The once giant Kisumu Cotton Mills (Kicomi) and Rift Valley Textile Mills (Rivatex) in Kisumu and Eldoret, respectively, are yet to resume operations -- approximately two decades after they collapsed.
The former, having been bought by the Eldoret-based Moi University for Ksh205 million ($3.10m) recently, is expected to start operations soon once the university's inject of Ksh800 million ($12.12m).
The drop in cotton production is blamed on, first, the importation of used clothes, locally known as mitumba. Second, the liberalisation of the economy in the 1990s led to an influx of cheaper textile products into the country and the average capacity utilisation in the textile mills too declined to about 50 per cent.
The Kenya Institute of Public Policy Research and Analysis (KIPPRA) blames the decline on competition from cheap imports following market liberalisation.

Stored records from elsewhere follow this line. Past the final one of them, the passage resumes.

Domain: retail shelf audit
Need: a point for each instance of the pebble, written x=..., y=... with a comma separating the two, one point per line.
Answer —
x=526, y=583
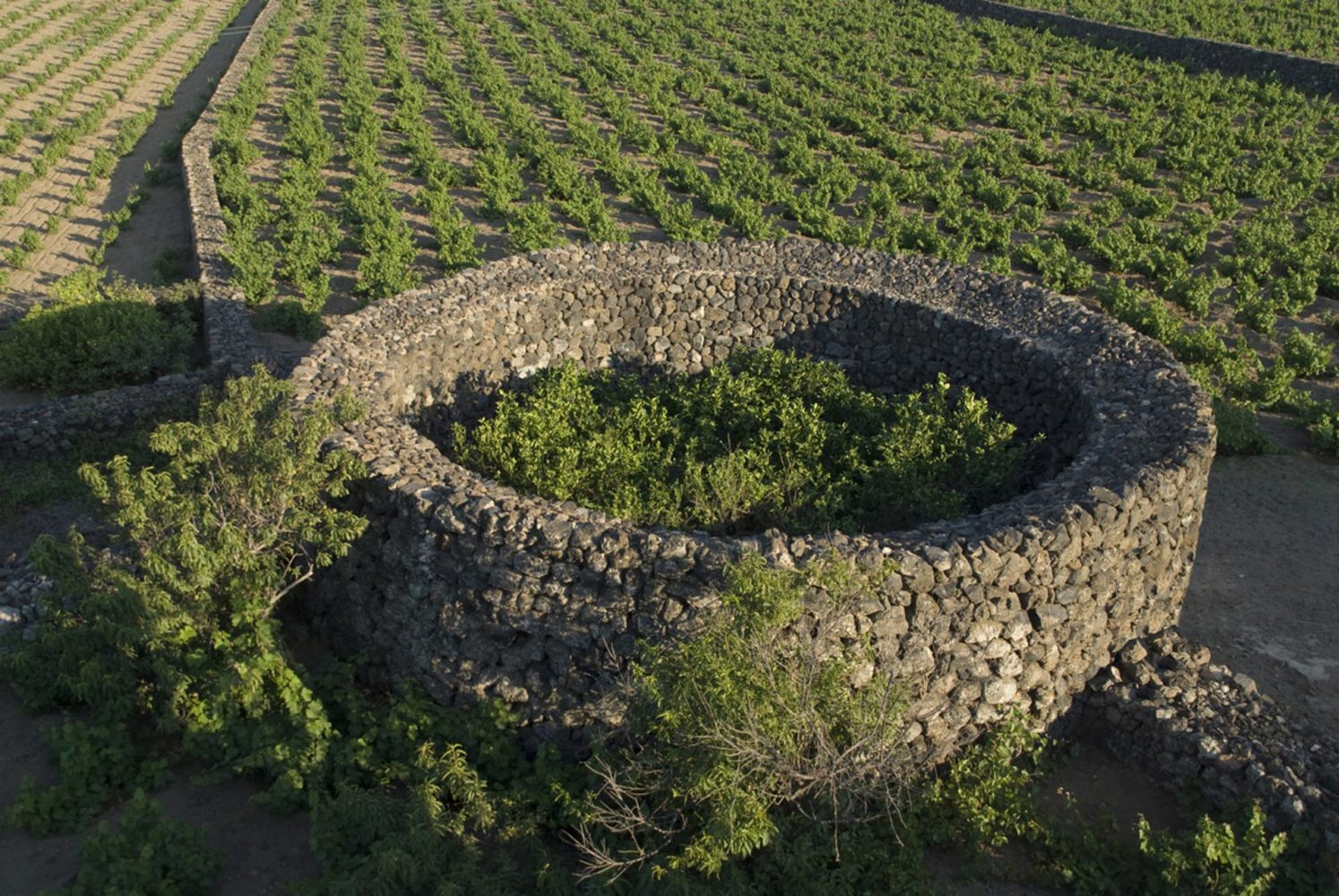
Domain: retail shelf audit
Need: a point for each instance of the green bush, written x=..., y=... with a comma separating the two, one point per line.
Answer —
x=746, y=719
x=1216, y=857
x=1306, y=354
x=176, y=633
x=764, y=440
x=148, y=853
x=292, y=318
x=100, y=333
x=1239, y=429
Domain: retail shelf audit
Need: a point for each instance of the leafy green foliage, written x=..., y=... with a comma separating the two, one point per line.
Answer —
x=98, y=333
x=747, y=717
x=1307, y=354
x=1214, y=857
x=1239, y=429
x=765, y=440
x=148, y=853
x=289, y=318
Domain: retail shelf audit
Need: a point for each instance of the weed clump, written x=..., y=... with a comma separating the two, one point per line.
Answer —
x=100, y=333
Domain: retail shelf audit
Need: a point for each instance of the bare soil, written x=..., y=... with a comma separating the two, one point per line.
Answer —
x=1265, y=595
x=65, y=249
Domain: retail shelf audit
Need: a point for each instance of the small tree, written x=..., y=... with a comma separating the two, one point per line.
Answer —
x=176, y=630
x=765, y=709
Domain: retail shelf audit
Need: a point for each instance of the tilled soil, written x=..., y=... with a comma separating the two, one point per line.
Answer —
x=65, y=249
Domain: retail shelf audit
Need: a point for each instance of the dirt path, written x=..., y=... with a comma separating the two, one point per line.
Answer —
x=65, y=249
x=161, y=227
x=1265, y=595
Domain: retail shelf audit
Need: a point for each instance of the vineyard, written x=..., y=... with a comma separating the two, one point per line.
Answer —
x=79, y=86
x=366, y=148
x=1300, y=27
x=381, y=143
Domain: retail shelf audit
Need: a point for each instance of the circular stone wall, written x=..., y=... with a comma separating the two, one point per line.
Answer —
x=482, y=592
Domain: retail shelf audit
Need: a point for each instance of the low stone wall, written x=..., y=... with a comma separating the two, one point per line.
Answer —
x=35, y=430
x=1167, y=707
x=482, y=592
x=1309, y=75
x=46, y=427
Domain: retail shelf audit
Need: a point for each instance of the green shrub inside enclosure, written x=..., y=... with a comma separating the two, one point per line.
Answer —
x=100, y=333
x=767, y=438
x=753, y=718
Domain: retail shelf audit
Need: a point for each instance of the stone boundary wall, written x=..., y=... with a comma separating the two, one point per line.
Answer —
x=1167, y=709
x=1301, y=73
x=482, y=592
x=48, y=426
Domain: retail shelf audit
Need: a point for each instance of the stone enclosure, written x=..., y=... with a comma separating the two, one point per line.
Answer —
x=484, y=593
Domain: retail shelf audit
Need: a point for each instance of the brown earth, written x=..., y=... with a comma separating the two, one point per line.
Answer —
x=65, y=249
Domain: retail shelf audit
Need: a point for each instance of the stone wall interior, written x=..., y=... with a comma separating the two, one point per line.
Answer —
x=484, y=593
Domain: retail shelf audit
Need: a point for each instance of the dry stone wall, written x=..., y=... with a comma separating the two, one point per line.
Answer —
x=484, y=593
x=1167, y=707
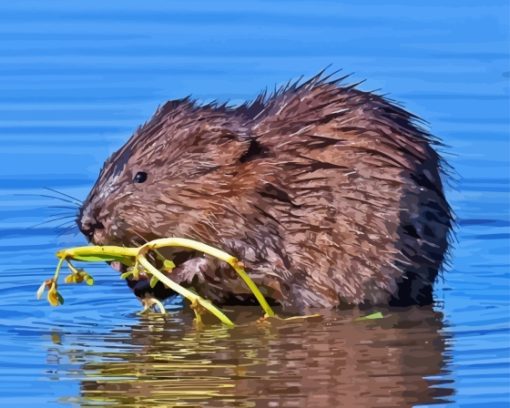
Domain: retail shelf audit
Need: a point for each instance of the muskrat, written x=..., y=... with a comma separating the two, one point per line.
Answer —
x=330, y=195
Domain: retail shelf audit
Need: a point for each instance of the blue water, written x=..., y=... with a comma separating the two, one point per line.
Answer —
x=77, y=78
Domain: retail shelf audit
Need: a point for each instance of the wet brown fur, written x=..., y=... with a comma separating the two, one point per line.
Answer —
x=330, y=195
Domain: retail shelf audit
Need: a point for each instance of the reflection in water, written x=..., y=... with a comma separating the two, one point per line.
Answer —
x=323, y=363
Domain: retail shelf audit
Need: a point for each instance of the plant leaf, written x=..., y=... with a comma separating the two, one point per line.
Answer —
x=372, y=316
x=153, y=282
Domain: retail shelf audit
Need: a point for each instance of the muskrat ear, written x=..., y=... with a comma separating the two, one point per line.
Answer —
x=140, y=177
x=254, y=151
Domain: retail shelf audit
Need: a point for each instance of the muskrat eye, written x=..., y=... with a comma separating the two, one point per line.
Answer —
x=140, y=177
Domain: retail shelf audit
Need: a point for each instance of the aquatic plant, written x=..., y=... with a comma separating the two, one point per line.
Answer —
x=136, y=259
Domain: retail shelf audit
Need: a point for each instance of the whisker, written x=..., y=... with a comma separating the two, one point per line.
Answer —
x=68, y=230
x=66, y=217
x=65, y=224
x=64, y=194
x=70, y=207
x=48, y=196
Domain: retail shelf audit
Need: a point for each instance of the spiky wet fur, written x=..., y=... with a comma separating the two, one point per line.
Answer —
x=330, y=195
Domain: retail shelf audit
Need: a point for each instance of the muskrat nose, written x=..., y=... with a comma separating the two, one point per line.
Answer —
x=88, y=225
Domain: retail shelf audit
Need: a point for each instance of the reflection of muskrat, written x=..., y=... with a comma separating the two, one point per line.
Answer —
x=329, y=195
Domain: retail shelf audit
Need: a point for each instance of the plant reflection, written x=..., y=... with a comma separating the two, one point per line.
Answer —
x=158, y=362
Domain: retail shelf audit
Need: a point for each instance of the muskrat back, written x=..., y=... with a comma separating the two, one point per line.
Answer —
x=330, y=195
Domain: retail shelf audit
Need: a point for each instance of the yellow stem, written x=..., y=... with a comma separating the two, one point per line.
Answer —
x=184, y=292
x=57, y=270
x=216, y=253
x=97, y=250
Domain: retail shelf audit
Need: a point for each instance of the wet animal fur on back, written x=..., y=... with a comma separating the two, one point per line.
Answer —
x=330, y=195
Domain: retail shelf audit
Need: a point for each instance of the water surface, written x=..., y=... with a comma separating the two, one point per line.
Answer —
x=76, y=79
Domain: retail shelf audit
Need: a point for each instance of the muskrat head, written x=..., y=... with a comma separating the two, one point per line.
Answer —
x=168, y=179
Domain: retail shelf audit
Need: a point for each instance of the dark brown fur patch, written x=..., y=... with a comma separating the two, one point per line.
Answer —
x=329, y=194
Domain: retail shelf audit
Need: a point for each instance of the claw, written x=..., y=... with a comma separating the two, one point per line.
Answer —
x=199, y=310
x=148, y=303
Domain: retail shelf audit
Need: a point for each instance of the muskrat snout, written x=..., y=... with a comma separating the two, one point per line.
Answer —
x=88, y=224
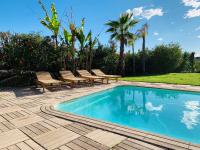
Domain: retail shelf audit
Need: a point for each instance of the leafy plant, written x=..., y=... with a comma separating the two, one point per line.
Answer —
x=142, y=33
x=52, y=23
x=120, y=31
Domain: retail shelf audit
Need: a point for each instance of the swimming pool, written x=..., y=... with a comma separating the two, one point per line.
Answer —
x=171, y=113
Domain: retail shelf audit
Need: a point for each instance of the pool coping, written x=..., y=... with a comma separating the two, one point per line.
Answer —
x=155, y=139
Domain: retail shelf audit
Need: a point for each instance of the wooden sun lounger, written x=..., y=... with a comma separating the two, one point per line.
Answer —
x=100, y=73
x=45, y=80
x=69, y=77
x=89, y=76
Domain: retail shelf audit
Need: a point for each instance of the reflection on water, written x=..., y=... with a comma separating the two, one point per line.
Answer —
x=191, y=117
x=166, y=112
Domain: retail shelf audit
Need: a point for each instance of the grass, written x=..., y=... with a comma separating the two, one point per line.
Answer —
x=171, y=78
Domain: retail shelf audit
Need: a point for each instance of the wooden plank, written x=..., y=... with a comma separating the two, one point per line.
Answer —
x=13, y=147
x=33, y=145
x=56, y=138
x=46, y=125
x=10, y=109
x=140, y=144
x=34, y=129
x=26, y=120
x=40, y=127
x=64, y=147
x=93, y=143
x=59, y=121
x=83, y=144
x=28, y=132
x=23, y=146
x=74, y=146
x=106, y=138
x=127, y=147
x=11, y=137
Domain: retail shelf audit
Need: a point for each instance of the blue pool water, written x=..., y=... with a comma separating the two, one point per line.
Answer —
x=171, y=113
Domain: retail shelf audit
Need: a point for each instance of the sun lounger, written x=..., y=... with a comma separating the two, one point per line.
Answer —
x=89, y=76
x=69, y=77
x=45, y=80
x=100, y=73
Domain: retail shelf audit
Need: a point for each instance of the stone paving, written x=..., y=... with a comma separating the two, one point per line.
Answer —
x=24, y=126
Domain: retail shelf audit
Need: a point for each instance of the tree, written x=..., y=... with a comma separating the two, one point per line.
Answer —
x=52, y=23
x=132, y=43
x=91, y=45
x=70, y=39
x=120, y=31
x=142, y=33
x=83, y=40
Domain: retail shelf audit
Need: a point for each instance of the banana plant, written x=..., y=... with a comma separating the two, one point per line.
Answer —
x=70, y=38
x=91, y=45
x=52, y=23
x=83, y=41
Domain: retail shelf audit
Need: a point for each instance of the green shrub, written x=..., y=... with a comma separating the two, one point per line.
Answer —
x=166, y=58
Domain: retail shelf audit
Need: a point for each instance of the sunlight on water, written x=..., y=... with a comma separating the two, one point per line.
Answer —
x=167, y=112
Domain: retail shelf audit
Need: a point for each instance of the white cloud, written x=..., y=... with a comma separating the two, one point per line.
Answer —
x=192, y=13
x=147, y=14
x=149, y=106
x=191, y=117
x=172, y=23
x=137, y=11
x=195, y=11
x=198, y=28
x=192, y=3
x=155, y=33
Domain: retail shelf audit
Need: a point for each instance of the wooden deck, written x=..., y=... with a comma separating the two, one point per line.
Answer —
x=29, y=122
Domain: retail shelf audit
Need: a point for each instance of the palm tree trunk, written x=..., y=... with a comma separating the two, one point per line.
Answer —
x=133, y=50
x=90, y=61
x=86, y=61
x=121, y=66
x=143, y=55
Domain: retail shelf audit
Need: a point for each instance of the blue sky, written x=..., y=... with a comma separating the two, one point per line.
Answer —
x=175, y=21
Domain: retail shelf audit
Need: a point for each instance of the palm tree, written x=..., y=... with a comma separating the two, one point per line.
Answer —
x=142, y=33
x=132, y=44
x=52, y=23
x=91, y=45
x=70, y=39
x=120, y=31
x=83, y=41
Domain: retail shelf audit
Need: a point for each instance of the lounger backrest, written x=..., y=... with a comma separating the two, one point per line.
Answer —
x=84, y=73
x=66, y=74
x=43, y=76
x=98, y=72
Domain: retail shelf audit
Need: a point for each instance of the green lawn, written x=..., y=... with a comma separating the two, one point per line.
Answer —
x=173, y=78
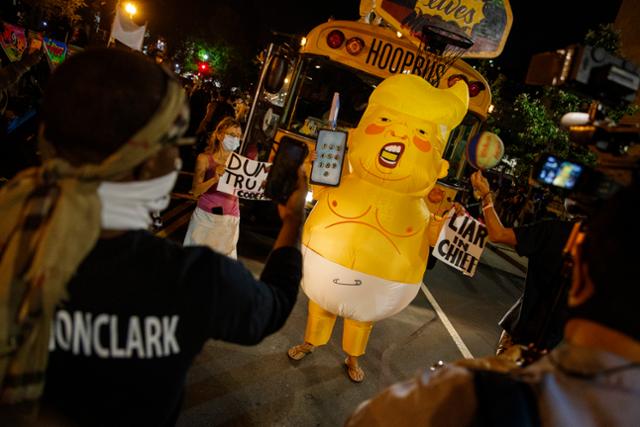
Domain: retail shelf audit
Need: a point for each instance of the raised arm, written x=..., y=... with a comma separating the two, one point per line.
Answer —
x=247, y=310
x=498, y=233
x=200, y=186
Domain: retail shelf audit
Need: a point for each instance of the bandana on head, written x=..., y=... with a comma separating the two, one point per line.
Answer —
x=51, y=221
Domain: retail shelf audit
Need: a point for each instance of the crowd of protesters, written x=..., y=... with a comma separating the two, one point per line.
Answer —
x=74, y=246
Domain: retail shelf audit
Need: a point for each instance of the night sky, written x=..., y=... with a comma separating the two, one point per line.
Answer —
x=537, y=25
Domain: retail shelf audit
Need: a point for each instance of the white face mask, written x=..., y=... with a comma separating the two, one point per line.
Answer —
x=129, y=205
x=230, y=143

In a report titled, "Trade Policy Reforms and Poverty in Kenya: The Cotton-Textile Sub-Sector," KIPPRA estimates that the country's cotton industry only meets 45 per cent of local demand, with cheap textile imports from Dubai, Singapore and Turkey dominating the segment. It proposes the implementation of harsh tax measures on textile imports to insulate local players from unfair competition.
The Kenya Agricultural Research Institute (KARI) says if cotton farming is to be revived, marketing, processing, manufacturing, research and extension services must be integrated to complement each other instead of operating in isolation.
In a report on how to revive the industry, KARI says: "Research has played an important role by importing and developing new cultivars, developing suitable husbandry practices, studying and recommending fertiliser use, studying pest and disease problems and recommending control measures."
Increases in production, have been registered recently, pushing the country's production to 45,000 bales annually from 20,000.
The increase is attributed to the African Growth and Opportunity Act (Agoa) which "offers tangible incentives to African countries to open their economies and build free markets."
Kenya was elected to chair the US Africa Ministerial Consultative Group meeting and to host the 8th Agoa forum in 2009 at the 6th United States-sub-Saharan Trade and Economic Co-operation Forum held in Ghana last year.